Walter Bryan Jones, Ph.D. (1895-1977) was an American geologist and archaeologist. He served as Alabama State Geologist for 34 years and was director of the Alabama Museum of Natural History. Jones undertook the first large-scale, scientific excavation of the Moundville Archaeological Site, and he founded the Jones Museum at Moundville Archaeological Park.

==Early life and education==
Born in Alabama, Jones earned his Bachelor of Science degree from the University of Alabama and his doctorate from Johns Hopkins University.

==Career==
Jones and his three brothers, Howard, Edwin, and Raymond, served in World War I and World War II; a fourth brother Carl served in World War II. During World War II, he was stationed in New Guinea and sent anthropological collections back to the Alabama Museum of Natural History. Jones's oldest son, Nelson Bolling Jones, was killed in Germany, April 2, 1945, fighting the German Army, but he lived to see another son, Douglas Epps Jones, become a professor of geology at the University of Alabama. His other son, Warren Phelps Jones, managed an electro-chemical manufacturing plant in Huntsville, until his retirement in 1994.

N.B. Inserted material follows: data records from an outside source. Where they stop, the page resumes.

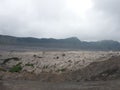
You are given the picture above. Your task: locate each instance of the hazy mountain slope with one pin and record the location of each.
(68, 43)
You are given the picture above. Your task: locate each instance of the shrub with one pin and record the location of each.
(29, 64)
(16, 68)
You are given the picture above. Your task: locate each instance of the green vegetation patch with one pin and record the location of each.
(16, 68)
(28, 64)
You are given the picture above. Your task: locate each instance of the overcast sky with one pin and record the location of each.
(85, 19)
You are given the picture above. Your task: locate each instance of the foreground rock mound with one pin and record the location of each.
(103, 70)
(60, 66)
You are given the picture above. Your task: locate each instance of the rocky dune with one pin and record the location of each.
(60, 65)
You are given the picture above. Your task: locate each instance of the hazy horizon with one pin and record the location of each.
(88, 20)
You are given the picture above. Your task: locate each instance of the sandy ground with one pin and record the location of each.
(37, 85)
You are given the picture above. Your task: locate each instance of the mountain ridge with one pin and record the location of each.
(68, 43)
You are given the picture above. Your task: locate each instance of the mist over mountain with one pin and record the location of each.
(72, 43)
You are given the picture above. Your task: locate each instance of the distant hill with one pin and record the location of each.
(71, 43)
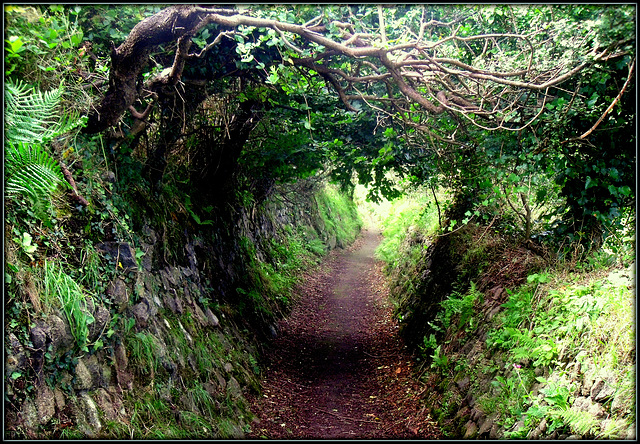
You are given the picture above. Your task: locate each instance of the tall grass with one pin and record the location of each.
(412, 213)
(61, 290)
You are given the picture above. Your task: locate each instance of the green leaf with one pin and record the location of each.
(513, 178)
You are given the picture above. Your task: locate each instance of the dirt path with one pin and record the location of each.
(338, 368)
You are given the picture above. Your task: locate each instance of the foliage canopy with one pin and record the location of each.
(524, 111)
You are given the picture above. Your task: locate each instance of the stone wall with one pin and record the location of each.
(168, 333)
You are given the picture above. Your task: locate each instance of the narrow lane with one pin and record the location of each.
(338, 367)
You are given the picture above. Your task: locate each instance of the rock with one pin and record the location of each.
(476, 414)
(486, 425)
(124, 378)
(118, 293)
(199, 315)
(84, 379)
(45, 403)
(142, 311)
(16, 356)
(463, 383)
(213, 319)
(109, 176)
(221, 381)
(38, 337)
(103, 400)
(29, 415)
(62, 339)
(87, 415)
(631, 433)
(496, 432)
(233, 388)
(121, 252)
(603, 389)
(101, 318)
(471, 430)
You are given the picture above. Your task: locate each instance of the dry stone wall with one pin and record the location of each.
(166, 337)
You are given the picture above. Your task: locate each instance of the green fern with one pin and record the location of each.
(31, 172)
(33, 116)
(582, 423)
(32, 119)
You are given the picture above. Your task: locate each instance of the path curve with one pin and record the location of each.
(338, 368)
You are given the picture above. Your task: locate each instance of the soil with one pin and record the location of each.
(338, 368)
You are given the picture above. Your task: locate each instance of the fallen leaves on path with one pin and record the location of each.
(338, 368)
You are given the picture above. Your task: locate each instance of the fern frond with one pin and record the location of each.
(580, 422)
(31, 172)
(33, 116)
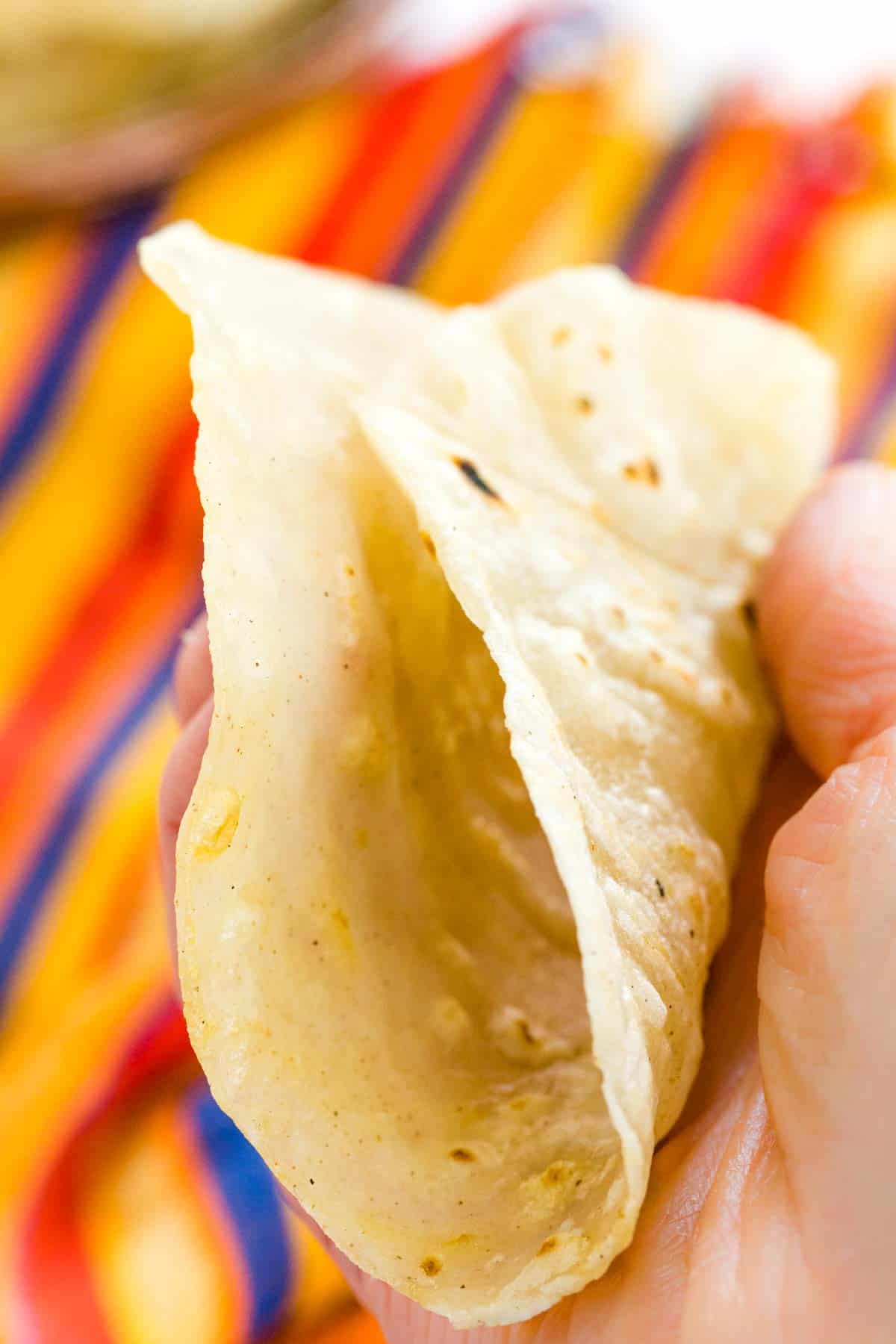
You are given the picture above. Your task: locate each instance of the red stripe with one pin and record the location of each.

Jones excavated the Moundville Archaeological Site in Central Alabama, establishing an important Native American burial site and shedding light on its culture. Jones accepted the position of Assistant State Geologist under Eugene Allen Smith in 1924, and served as State Geologist of Alabama and Director of the Alabama Museum of Natural History from 1927 to 1961. He served as Secretary of Conservation, as well as Professor Emeritus, at the University of Alabama, till his death in 1977 in Huntsville, Alabama. Jones was an avid conservationist, hunter, explorer, collector, and photographer, especially of the state of Alabama and the Southeast.

As State Geologist of Alabama, Jones directed research on many topics including economic minerals, surface and groundwater, petroleum, geologic mapping, fossils, caves, and archaeology. He was the first director of the State Oil and Gas Board of Alabama, putting wise regulations into place before the first large discoveries of petroleum were made. He was instrumental in passing the Alabama Antiquities Act, which protects archaeological artifacts from casual excavation. The collections of the Alabama Museum of Natural History (until 1961 an arm of the Geological Survey) were greatly increased under his direction. Walter B. Jones Hall still houses the Geological Survey of Alabama on the University of Alabama campus.